Classic car show in Bangor invites reminiscence

Posted Sept. 11, 2010, at 6:44 p.m.
Bob Seekins of Searsport dusted off a 1946 Chevrolet Pickup owned by his friends Richard and Joyce Stevens of Searsport. Next to him (on right) was a  1931 Graham Prosperity 56 belonging to Gerald Michaud of Limestone. These vehicles were some the scores of vintage and late model autos on display at the Third Annual Bangor Car Show &quotWheels on the Waterfront" Saturday, Spet. 11, 2010. BANGOR DAILY NEWS PHOTO BY JOHN CLARKE RUSS
BDN
Bob Seekins of Searsport dusted off a 1946 Chevrolet Pickup owned by his friends Richard and Joyce Stevens of Searsport. Next to him (on right) was a 1931 Graham Prosperity 56 belonging to Gerald Michaud of Limestone. These vehicles were some the scores of vintage and late model autos on display at the Third Annual Bangor Car Show "Wheels on the Waterfront" Saturday, Spet. 11, 2010. BANGOR DAILY NEWS PHOTO BY JOHN CLARKE RUSS

BANGOR, Maine — John Whitten drove to Bangor from his home in Harrington on Saturday, looking for a trip down Memory Lane.

He didn’t find quite what he was looking for at the “Wheels on the Waterfront” classic car show, but it was still well worth the drive, he said.

“I’ve been looking for a ’52 Chevy Custom Sedan,” said Whitten, who is 67. His family owned one of the big cars the whole time he was growing up. “I went to college in it,” he said on Saturday afternoon, as the crowds from the car show were dissipating.

But when Whitten graduated in 1965, the Chevy drifted out of family ownership.

“I had a Shelby Mustang on order, but it was going to take too long to get,” he said. “So I picked up a 1962 Thunderbird. It had a swing-away steering wheel and a great big engine.”

The Ford T-bird also came with some built-in problems.

“People used to say Ford stands for ‘Figure on Repairs Daily,’” Whitten cracked. “But I kept that car until 1986 and then I sold it because I couldn’t get fuel for it anymore.” That’s because federal environmental regulations did away with the leaded gas the Thunderbird required.

His favorite vehicle at the show? A wood-paneled 1956 Chevy Nomad wagon.

Whitten was one of hundreds of people who flocked to the 2010 car show on the Bangor Waterfront to reminisce about their early automotive loves, to admire the handsome restorations and fanciful customizations of the classic vehicles, and to daydream about owning one of the gleaming showpieces on display.

The event featured more than 300 cars, trucks and motorcycles, most in spectacular show condition. Antiques from the 1920s and 1930s, beach wagon classics from the ’50s and ’60s, souped-up muscle cars and low-riders — there was something for everyone.
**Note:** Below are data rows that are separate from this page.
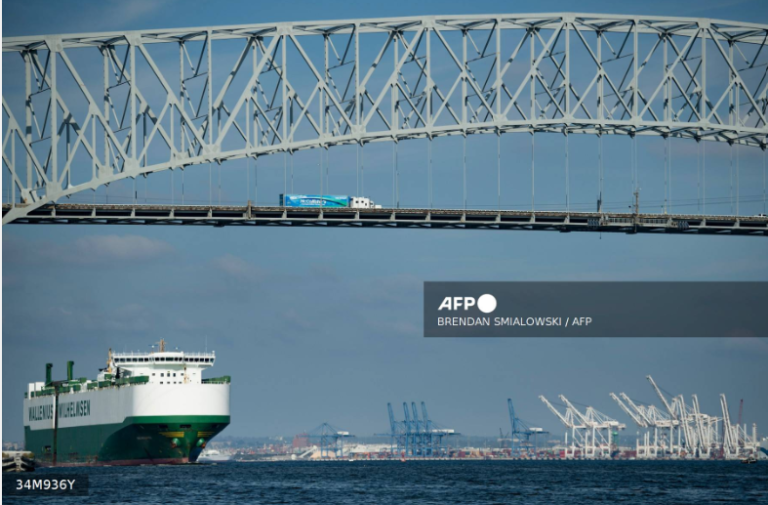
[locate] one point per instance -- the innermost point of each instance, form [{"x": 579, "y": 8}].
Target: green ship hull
[{"x": 135, "y": 441}]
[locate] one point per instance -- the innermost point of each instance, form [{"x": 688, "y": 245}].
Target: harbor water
[{"x": 424, "y": 482}]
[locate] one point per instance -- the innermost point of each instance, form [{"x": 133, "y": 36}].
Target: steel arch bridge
[{"x": 86, "y": 110}]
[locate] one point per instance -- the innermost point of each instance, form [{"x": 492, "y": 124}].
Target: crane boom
[
  {"x": 728, "y": 438},
  {"x": 555, "y": 411},
  {"x": 427, "y": 423},
  {"x": 637, "y": 419},
  {"x": 512, "y": 416},
  {"x": 699, "y": 423},
  {"x": 656, "y": 388},
  {"x": 641, "y": 412},
  {"x": 573, "y": 409}
]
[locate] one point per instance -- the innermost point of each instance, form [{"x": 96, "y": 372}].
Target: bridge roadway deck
[{"x": 250, "y": 215}]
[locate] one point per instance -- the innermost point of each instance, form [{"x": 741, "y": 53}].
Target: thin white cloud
[
  {"x": 237, "y": 268},
  {"x": 88, "y": 250}
]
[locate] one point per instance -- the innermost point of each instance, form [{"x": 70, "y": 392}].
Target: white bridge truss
[{"x": 85, "y": 110}]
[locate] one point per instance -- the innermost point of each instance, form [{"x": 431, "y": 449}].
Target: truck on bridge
[{"x": 327, "y": 201}]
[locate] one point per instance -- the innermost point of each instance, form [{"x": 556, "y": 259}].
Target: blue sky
[{"x": 325, "y": 325}]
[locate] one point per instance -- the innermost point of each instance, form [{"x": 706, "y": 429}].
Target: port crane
[
  {"x": 330, "y": 440},
  {"x": 520, "y": 430},
  {"x": 642, "y": 450},
  {"x": 598, "y": 445},
  {"x": 674, "y": 420},
  {"x": 571, "y": 422},
  {"x": 414, "y": 437}
]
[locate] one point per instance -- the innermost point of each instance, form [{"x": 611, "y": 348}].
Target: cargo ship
[{"x": 143, "y": 408}]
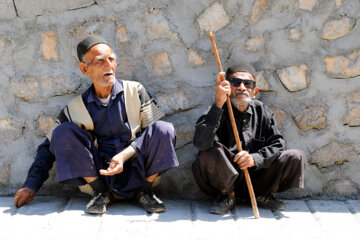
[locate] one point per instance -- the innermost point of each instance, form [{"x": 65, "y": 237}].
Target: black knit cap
[
  {"x": 87, "y": 43},
  {"x": 240, "y": 67}
]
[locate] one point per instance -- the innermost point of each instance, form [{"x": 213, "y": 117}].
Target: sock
[
  {"x": 147, "y": 186},
  {"x": 98, "y": 186}
]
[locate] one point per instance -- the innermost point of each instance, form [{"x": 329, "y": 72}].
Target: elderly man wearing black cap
[
  {"x": 217, "y": 169},
  {"x": 108, "y": 140}
]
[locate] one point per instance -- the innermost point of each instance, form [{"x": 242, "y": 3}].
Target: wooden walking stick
[{"x": 236, "y": 133}]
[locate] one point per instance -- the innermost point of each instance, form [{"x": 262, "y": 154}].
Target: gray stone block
[
  {"x": 7, "y": 10},
  {"x": 32, "y": 8}
]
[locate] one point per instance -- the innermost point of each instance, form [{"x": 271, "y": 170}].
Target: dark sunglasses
[{"x": 236, "y": 82}]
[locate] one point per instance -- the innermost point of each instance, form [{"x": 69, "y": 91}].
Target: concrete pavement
[{"x": 64, "y": 218}]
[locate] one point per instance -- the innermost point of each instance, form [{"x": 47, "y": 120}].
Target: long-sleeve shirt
[
  {"x": 111, "y": 129},
  {"x": 258, "y": 132}
]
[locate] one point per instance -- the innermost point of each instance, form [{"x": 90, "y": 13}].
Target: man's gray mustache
[{"x": 237, "y": 92}]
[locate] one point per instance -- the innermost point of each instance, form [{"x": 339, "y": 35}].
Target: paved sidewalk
[{"x": 59, "y": 218}]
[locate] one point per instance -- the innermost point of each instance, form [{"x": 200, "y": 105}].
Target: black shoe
[
  {"x": 222, "y": 204},
  {"x": 98, "y": 203},
  {"x": 149, "y": 202},
  {"x": 270, "y": 202}
]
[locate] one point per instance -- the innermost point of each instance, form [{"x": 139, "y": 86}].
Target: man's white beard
[{"x": 238, "y": 103}]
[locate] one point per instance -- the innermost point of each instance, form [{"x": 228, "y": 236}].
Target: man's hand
[
  {"x": 117, "y": 162},
  {"x": 115, "y": 167},
  {"x": 244, "y": 160},
  {"x": 223, "y": 90},
  {"x": 23, "y": 196}
]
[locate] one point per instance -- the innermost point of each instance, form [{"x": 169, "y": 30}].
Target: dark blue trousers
[{"x": 77, "y": 157}]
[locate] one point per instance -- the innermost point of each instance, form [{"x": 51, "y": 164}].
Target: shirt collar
[
  {"x": 249, "y": 110},
  {"x": 117, "y": 88}
]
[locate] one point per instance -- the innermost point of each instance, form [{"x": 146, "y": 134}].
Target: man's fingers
[
  {"x": 106, "y": 172},
  {"x": 110, "y": 172},
  {"x": 21, "y": 202},
  {"x": 16, "y": 200},
  {"x": 220, "y": 77}
]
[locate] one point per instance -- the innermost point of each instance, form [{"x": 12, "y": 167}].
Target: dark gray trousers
[{"x": 214, "y": 171}]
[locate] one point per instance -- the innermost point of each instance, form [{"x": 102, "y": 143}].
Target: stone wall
[{"x": 307, "y": 54}]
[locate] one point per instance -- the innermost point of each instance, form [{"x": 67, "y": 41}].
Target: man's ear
[
  {"x": 83, "y": 68},
  {"x": 256, "y": 90}
]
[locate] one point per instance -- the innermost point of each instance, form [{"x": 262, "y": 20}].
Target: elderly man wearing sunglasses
[{"x": 217, "y": 169}]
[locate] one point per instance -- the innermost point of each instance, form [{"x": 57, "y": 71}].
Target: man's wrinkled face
[
  {"x": 100, "y": 64},
  {"x": 241, "y": 94}
]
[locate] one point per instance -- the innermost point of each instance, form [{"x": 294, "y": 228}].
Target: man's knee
[
  {"x": 64, "y": 130},
  {"x": 164, "y": 129},
  {"x": 211, "y": 154}
]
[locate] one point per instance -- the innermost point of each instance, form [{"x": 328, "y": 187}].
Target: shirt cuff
[
  {"x": 32, "y": 184},
  {"x": 259, "y": 160}
]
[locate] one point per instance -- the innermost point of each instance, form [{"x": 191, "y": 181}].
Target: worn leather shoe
[
  {"x": 222, "y": 204},
  {"x": 149, "y": 202},
  {"x": 98, "y": 203},
  {"x": 270, "y": 202}
]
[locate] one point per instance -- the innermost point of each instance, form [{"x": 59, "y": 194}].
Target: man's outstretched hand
[
  {"x": 23, "y": 196},
  {"x": 115, "y": 167}
]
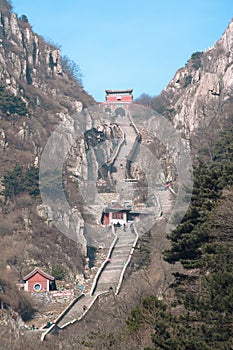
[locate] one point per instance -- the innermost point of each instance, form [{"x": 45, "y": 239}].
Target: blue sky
[{"x": 136, "y": 44}]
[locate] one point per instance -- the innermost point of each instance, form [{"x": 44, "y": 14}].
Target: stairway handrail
[
  {"x": 104, "y": 264},
  {"x": 128, "y": 260}
]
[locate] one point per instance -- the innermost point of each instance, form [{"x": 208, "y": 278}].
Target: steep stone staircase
[{"x": 110, "y": 276}]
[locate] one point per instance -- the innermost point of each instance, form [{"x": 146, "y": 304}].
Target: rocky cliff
[
  {"x": 198, "y": 100},
  {"x": 37, "y": 93}
]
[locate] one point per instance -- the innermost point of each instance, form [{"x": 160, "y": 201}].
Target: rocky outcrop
[{"x": 197, "y": 99}]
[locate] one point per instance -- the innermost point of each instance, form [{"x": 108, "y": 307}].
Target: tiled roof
[{"x": 42, "y": 273}]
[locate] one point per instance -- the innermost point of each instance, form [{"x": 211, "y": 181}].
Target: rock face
[
  {"x": 33, "y": 73},
  {"x": 199, "y": 97}
]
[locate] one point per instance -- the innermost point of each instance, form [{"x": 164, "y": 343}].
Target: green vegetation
[
  {"x": 11, "y": 105},
  {"x": 187, "y": 81},
  {"x": 72, "y": 68},
  {"x": 196, "y": 59},
  {"x": 199, "y": 316}
]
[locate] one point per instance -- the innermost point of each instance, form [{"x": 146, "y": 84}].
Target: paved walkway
[{"x": 112, "y": 273}]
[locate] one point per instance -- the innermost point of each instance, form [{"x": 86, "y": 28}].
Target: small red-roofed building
[{"x": 39, "y": 281}]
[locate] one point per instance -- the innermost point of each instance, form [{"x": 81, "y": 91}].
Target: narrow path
[{"x": 110, "y": 275}]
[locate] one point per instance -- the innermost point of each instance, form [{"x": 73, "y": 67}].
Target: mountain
[
  {"x": 198, "y": 100},
  {"x": 38, "y": 90}
]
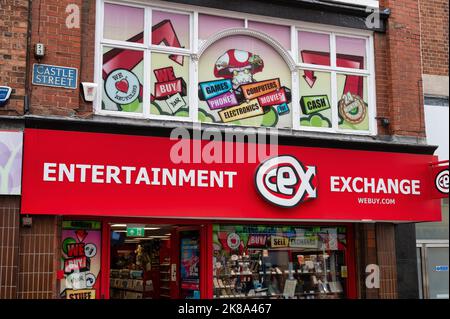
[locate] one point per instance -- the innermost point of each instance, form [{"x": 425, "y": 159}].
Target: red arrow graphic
[{"x": 164, "y": 32}]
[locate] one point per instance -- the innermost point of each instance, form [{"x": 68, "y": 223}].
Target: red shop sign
[{"x": 96, "y": 174}]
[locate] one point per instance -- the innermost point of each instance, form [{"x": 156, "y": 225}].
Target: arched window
[
  {"x": 203, "y": 66},
  {"x": 243, "y": 80}
]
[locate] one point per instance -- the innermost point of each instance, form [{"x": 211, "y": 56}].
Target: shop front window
[
  {"x": 279, "y": 262},
  {"x": 197, "y": 66}
]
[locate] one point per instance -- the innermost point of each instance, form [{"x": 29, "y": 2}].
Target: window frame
[{"x": 192, "y": 53}]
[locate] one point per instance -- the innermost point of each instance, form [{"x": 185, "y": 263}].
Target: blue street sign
[
  {"x": 55, "y": 76},
  {"x": 5, "y": 93},
  {"x": 441, "y": 268}
]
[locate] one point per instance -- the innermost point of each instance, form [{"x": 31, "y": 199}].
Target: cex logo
[{"x": 285, "y": 182}]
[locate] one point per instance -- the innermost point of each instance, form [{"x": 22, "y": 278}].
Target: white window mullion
[
  {"x": 147, "y": 83},
  {"x": 195, "y": 32},
  {"x": 192, "y": 88},
  {"x": 294, "y": 44},
  {"x": 372, "y": 88},
  {"x": 295, "y": 100},
  {"x": 148, "y": 27},
  {"x": 334, "y": 102},
  {"x": 99, "y": 54},
  {"x": 333, "y": 50},
  {"x": 193, "y": 72}
]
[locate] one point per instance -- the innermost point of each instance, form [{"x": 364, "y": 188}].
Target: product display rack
[
  {"x": 164, "y": 271},
  {"x": 130, "y": 284}
]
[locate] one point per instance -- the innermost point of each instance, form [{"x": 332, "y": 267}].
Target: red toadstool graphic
[{"x": 238, "y": 65}]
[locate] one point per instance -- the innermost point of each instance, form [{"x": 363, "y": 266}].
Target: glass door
[{"x": 189, "y": 264}]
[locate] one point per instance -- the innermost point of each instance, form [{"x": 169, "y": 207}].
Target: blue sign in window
[
  {"x": 55, "y": 76},
  {"x": 5, "y": 93}
]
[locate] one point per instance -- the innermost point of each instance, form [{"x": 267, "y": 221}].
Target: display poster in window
[
  {"x": 123, "y": 69},
  {"x": 80, "y": 261},
  {"x": 244, "y": 81},
  {"x": 315, "y": 87}
]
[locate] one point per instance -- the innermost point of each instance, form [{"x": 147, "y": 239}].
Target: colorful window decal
[
  {"x": 353, "y": 102},
  {"x": 171, "y": 29},
  {"x": 244, "y": 81},
  {"x": 123, "y": 23},
  {"x": 170, "y": 86},
  {"x": 278, "y": 32},
  {"x": 123, "y": 72},
  {"x": 314, "y": 48},
  {"x": 315, "y": 102},
  {"x": 351, "y": 52},
  {"x": 80, "y": 262}
]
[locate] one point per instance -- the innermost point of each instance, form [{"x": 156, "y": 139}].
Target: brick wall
[
  {"x": 13, "y": 48},
  {"x": 39, "y": 259},
  {"x": 9, "y": 245},
  {"x": 63, "y": 47},
  {"x": 385, "y": 237},
  {"x": 398, "y": 69},
  {"x": 434, "y": 24},
  {"x": 366, "y": 254}
]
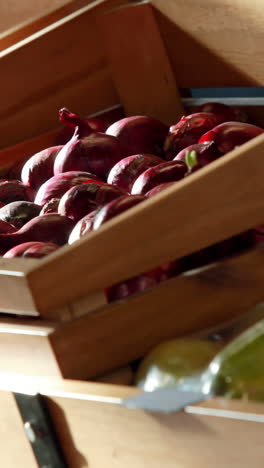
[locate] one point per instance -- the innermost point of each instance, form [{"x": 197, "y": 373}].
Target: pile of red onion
[{"x": 95, "y": 171}]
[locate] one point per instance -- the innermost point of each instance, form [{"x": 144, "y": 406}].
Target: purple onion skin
[
  {"x": 72, "y": 121},
  {"x": 86, "y": 125},
  {"x": 224, "y": 112},
  {"x": 158, "y": 189},
  {"x": 126, "y": 171},
  {"x": 40, "y": 251},
  {"x": 14, "y": 172},
  {"x": 82, "y": 199},
  {"x": 204, "y": 154},
  {"x": 83, "y": 227},
  {"x": 140, "y": 134},
  {"x": 60, "y": 183},
  {"x": 50, "y": 207},
  {"x": 229, "y": 135},
  {"x": 48, "y": 228},
  {"x": 31, "y": 249},
  {"x": 15, "y": 190},
  {"x": 19, "y": 213},
  {"x": 188, "y": 131},
  {"x": 97, "y": 153},
  {"x": 6, "y": 228},
  {"x": 170, "y": 171},
  {"x": 114, "y": 208},
  {"x": 39, "y": 167}
]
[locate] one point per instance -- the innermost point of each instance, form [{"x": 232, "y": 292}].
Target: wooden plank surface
[
  {"x": 14, "y": 446},
  {"x": 95, "y": 434},
  {"x": 94, "y": 430},
  {"x": 125, "y": 331},
  {"x": 15, "y": 26},
  {"x": 213, "y": 43},
  {"x": 24, "y": 150},
  {"x": 118, "y": 250},
  {"x": 79, "y": 79},
  {"x": 139, "y": 64}
]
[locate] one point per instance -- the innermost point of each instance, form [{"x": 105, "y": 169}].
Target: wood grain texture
[
  {"x": 14, "y": 446},
  {"x": 95, "y": 434},
  {"x": 70, "y": 70},
  {"x": 94, "y": 430},
  {"x": 139, "y": 64},
  {"x": 127, "y": 330},
  {"x": 213, "y": 43},
  {"x": 118, "y": 250},
  {"x": 25, "y": 348},
  {"x": 122, "y": 376},
  {"x": 20, "y": 26},
  {"x": 14, "y": 12},
  {"x": 117, "y": 334}
]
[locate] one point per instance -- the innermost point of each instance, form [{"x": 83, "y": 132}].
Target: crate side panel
[
  {"x": 63, "y": 66},
  {"x": 148, "y": 235},
  {"x": 126, "y": 330},
  {"x": 213, "y": 43}
]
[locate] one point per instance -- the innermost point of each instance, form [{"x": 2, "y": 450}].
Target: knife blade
[{"x": 165, "y": 400}]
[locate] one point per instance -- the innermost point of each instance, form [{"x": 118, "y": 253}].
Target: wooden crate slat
[
  {"x": 213, "y": 43},
  {"x": 139, "y": 64},
  {"x": 70, "y": 70},
  {"x": 38, "y": 21},
  {"x": 127, "y": 330},
  {"x": 171, "y": 225}
]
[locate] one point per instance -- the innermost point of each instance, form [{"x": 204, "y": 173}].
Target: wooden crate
[
  {"x": 95, "y": 430},
  {"x": 77, "y": 317}
]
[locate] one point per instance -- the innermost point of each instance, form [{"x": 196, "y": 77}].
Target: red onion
[
  {"x": 224, "y": 113},
  {"x": 198, "y": 155},
  {"x": 83, "y": 227},
  {"x": 6, "y": 228},
  {"x": 15, "y": 190},
  {"x": 51, "y": 206},
  {"x": 59, "y": 184},
  {"x": 170, "y": 171},
  {"x": 97, "y": 153},
  {"x": 188, "y": 131},
  {"x": 114, "y": 208},
  {"x": 140, "y": 134},
  {"x": 86, "y": 125},
  {"x": 158, "y": 189},
  {"x": 82, "y": 199},
  {"x": 126, "y": 171},
  {"x": 229, "y": 135},
  {"x": 19, "y": 213},
  {"x": 39, "y": 167},
  {"x": 31, "y": 249},
  {"x": 15, "y": 170},
  {"x": 47, "y": 228}
]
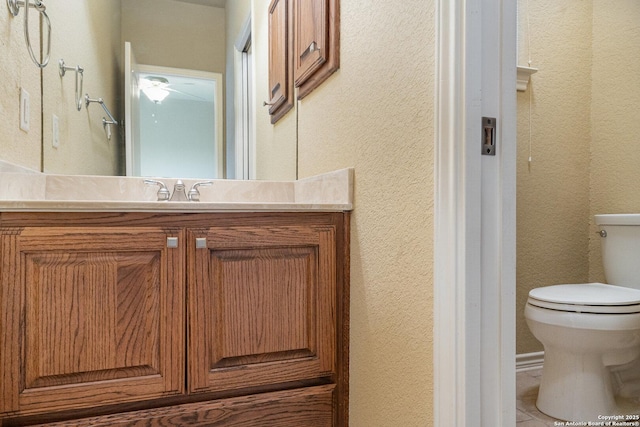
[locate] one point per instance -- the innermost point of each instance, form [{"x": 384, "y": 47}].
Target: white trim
[
  {"x": 456, "y": 260},
  {"x": 474, "y": 215},
  {"x": 529, "y": 361}
]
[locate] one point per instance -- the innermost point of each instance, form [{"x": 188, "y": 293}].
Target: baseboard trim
[{"x": 529, "y": 361}]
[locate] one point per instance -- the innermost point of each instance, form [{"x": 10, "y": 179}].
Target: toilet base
[{"x": 575, "y": 387}]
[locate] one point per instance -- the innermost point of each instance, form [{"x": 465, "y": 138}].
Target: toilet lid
[{"x": 587, "y": 297}]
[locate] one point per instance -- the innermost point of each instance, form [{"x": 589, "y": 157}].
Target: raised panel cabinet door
[
  {"x": 261, "y": 306},
  {"x": 91, "y": 316},
  {"x": 311, "y": 27},
  {"x": 280, "y": 60}
]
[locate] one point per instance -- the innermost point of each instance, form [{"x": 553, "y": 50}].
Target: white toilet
[{"x": 590, "y": 330}]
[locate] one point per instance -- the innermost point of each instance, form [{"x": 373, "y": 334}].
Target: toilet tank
[{"x": 620, "y": 248}]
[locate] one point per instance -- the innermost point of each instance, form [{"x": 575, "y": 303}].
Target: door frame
[{"x": 474, "y": 214}]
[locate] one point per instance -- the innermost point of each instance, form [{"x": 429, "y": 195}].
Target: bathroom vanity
[{"x": 221, "y": 313}]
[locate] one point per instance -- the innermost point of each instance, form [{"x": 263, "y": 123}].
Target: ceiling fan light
[{"x": 155, "y": 93}]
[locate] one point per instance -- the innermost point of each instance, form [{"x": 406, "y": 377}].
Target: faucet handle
[
  {"x": 194, "y": 194},
  {"x": 163, "y": 192}
]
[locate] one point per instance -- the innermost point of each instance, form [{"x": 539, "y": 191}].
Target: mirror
[{"x": 195, "y": 35}]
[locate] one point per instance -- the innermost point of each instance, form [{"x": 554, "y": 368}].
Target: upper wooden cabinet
[
  {"x": 304, "y": 49},
  {"x": 280, "y": 59},
  {"x": 316, "y": 28}
]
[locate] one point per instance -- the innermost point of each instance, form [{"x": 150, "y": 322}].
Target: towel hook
[
  {"x": 106, "y": 124},
  {"x": 14, "y": 7},
  {"x": 79, "y": 79}
]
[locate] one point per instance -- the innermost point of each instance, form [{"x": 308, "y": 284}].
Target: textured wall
[
  {"x": 85, "y": 34},
  {"x": 585, "y": 123},
  {"x": 615, "y": 118},
  {"x": 553, "y": 191},
  {"x": 16, "y": 71},
  {"x": 376, "y": 114},
  {"x": 276, "y": 148}
]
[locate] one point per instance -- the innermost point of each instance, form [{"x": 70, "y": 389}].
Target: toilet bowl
[
  {"x": 589, "y": 330},
  {"x": 582, "y": 338}
]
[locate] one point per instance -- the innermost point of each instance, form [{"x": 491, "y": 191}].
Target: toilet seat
[{"x": 596, "y": 298}]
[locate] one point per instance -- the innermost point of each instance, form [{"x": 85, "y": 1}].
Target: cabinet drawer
[{"x": 307, "y": 407}]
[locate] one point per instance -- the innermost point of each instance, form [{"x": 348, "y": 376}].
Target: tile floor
[{"x": 527, "y": 415}]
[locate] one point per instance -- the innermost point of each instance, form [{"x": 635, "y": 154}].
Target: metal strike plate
[{"x": 489, "y": 136}]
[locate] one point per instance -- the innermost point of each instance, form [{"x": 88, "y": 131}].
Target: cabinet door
[
  {"x": 91, "y": 316},
  {"x": 311, "y": 35},
  {"x": 280, "y": 61},
  {"x": 261, "y": 306}
]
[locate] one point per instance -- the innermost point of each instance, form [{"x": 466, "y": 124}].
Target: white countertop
[{"x": 332, "y": 191}]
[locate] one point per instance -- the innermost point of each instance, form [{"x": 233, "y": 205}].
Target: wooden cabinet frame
[
  {"x": 316, "y": 28},
  {"x": 294, "y": 368},
  {"x": 304, "y": 49},
  {"x": 280, "y": 59}
]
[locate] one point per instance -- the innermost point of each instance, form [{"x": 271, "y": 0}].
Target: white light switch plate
[
  {"x": 55, "y": 125},
  {"x": 25, "y": 110}
]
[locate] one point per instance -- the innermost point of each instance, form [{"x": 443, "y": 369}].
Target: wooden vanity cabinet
[
  {"x": 190, "y": 319},
  {"x": 90, "y": 316}
]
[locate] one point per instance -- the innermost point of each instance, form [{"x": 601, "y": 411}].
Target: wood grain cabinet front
[
  {"x": 140, "y": 319},
  {"x": 262, "y": 306},
  {"x": 90, "y": 316}
]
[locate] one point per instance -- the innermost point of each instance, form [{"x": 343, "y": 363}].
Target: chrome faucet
[
  {"x": 179, "y": 194},
  {"x": 194, "y": 194},
  {"x": 163, "y": 192}
]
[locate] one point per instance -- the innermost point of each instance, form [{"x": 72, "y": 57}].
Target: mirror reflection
[{"x": 199, "y": 35}]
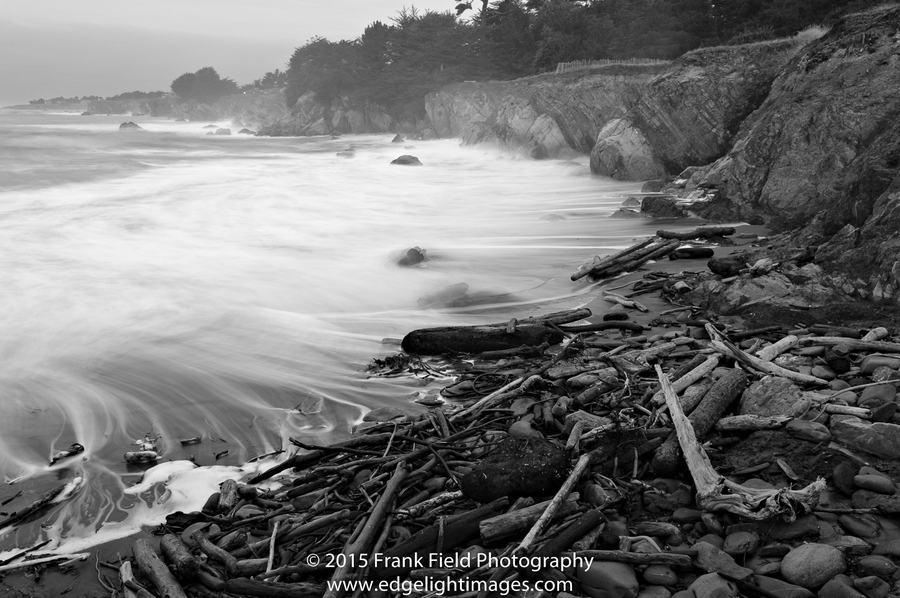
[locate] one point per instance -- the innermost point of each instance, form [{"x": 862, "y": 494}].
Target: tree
[{"x": 204, "y": 85}]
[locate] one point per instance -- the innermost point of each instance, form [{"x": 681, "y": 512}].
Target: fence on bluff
[{"x": 574, "y": 65}]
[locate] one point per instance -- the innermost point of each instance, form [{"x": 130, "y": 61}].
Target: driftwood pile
[{"x": 580, "y": 457}]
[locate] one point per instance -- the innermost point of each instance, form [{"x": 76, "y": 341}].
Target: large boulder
[{"x": 622, "y": 152}]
There were groupings of popular Camaros, Corvettes and Mustangs as well as two-wheel- and four-wheel-drive pickups.

The car show was set up on the green grass of the expansive waterfront park, sandwiched in time between Friday night’s sold-out Alan Jackson concert and a performance Saturday night by eclectic indie-folk performer Jason Mraz, who is beginning a national tour with his Bangor appearance.

Many families attended the car show. Jamie Williamson of Orrington brought her two youngsters, Everett, who is almost 4, and Amber, who is 6.

“They like cars, they like trucks, so we thought we’d come over and take a look at them,” Williamson said. Everett seemed too overwhelmed to speak, but Amber said she especially liked a lime-green Studebaker pickup truck, year unknown.

Alone in its “rat rod” class, the work-in-progress 1952 Chevrolet Delivery sedan owned by Teresa Maybury of Brewer attracted a lot of attention.

“The girls want to know when it’s going to be pretty, but the guys like seeing the welds and the work,” she said.

The sedan had been put out to pasture about 40 years before Teresa Maybury and her husband, Mark, hauled it out of the woods in Kenduskeag. Shortened, lowered, welded, primer-ed and unlovely, the hulking sedan is legal to drive and has made the circuit of local and regional car shows this summer, attracting crowds wherever it goes, Maybury said.

“We drove it to Moncton [New Brunswick] in July,” she said proudly. “It hasn’t been trailered since we brought it home.”

Attendance numbers at the third annual car show were not immediately available Saturday afternoon.